Therefore, the Lord says you must die. Your life will end this very year because you have rebelled against the Lord. – Jeremiah 28:16


These sobering words were delivered to a false prophet named Hananiah, who had prophesied that the Jewish people would be restored from Babylon within two years. This prophecy contradicted Jeremiah’s clear teaching that they would be captives in Babylon for seventy years, not two.

Satan has always had his prophets who look right and sound right. They are like Hymenaeus and Alexander, who shipwrecked their own faith by teaching that the resurrection was past (1 Timothy 1:19-20).

False doctrine works its way into churches as well as into individuals. It misleads and steers away from faith and a good conscience. All true teaching will produce “love that comes from a pure heart, a clear conscience, and sincere faith” (v. 5).

Judge all teaching. The teaching may look good and sound right, but does it lead to godly actions? Does it lead people away from “talking foolishness” (v. 6) and cause them to focus on saving sinners?

Keep your doctrinal ship steered down the center of the channel. Beware of the shorelines, no matter how appealing. The rocks of destruction lurk just beneath the surface!


I listen carefully to what God the Lord is saying, for he speaks peace to his people, his faithful ones. But let them not return to their foolish ways. – Psalm 85:8

The source of our peace is our right standing with God. When we get out of sorts with God’s purpose and will, peace departs. The psalmist, understanding this relationship between righteousness and peace, declared, “Unfailing love and truth have met together. Righteousness and peace have kissed!” (Psalm 85:10).

Paul prayed that “the Lord of peace himself always give you his peace no matter what happens” (2 Thessalonians 3:16). Our actions determine our peace. We should spend our lives, therefore, in productive, focused labor.

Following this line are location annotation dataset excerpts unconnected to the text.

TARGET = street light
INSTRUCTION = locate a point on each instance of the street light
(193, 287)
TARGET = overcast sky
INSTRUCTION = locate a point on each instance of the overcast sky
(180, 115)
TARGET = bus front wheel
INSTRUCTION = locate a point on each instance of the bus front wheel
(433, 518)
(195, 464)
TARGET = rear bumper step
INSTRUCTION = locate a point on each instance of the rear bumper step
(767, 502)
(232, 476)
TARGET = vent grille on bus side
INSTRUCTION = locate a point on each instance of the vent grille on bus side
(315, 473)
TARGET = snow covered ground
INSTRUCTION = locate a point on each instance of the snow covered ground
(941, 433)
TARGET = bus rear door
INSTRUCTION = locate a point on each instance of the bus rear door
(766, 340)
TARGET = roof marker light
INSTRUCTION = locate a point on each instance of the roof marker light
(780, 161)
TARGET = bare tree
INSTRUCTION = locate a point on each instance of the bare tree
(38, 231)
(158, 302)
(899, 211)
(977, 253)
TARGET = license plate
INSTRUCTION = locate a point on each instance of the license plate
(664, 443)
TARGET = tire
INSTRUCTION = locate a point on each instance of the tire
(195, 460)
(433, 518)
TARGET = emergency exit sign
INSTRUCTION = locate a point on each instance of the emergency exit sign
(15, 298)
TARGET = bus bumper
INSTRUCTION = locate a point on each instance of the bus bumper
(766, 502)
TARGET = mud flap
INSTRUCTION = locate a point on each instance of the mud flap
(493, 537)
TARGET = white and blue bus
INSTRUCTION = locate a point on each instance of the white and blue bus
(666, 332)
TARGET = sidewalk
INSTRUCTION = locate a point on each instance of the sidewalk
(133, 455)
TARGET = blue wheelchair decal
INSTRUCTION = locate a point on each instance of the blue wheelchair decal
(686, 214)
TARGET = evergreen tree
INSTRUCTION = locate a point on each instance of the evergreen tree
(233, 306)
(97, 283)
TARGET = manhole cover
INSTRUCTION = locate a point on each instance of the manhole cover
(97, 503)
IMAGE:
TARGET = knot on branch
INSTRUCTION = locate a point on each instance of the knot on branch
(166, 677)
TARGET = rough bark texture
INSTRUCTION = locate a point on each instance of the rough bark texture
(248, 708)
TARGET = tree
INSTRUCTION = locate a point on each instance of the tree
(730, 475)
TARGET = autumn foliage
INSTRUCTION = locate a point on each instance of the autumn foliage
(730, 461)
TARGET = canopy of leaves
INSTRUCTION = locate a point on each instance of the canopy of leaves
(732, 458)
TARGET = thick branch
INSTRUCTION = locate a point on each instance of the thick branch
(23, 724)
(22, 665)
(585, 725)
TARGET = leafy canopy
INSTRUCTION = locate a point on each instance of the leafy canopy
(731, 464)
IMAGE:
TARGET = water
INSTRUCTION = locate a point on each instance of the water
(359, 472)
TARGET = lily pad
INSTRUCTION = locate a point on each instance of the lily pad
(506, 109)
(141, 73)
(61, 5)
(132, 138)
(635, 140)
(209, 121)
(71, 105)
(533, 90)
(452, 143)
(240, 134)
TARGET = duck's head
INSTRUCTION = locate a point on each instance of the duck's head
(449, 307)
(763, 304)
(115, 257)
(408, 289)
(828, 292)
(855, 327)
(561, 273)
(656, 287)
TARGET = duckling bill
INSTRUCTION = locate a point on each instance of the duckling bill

The Bible clearly states that “whoever does not work should not eat”

(v. 10). To be “busy,” but not “busybodies,” means that we know our jobs, vocations, and callings and are working hard every day to accomplish them. Many people chase idle dreams and foolish talk but never produce anything. Consequently, they grow frustrated and lose their peace. If we will work hard and “never get tired of doing good” (2 Thessalonians 3:13), however, then the Lord of peace will give us peace.

Have you lost your peace? Find your work, and you will find your peace.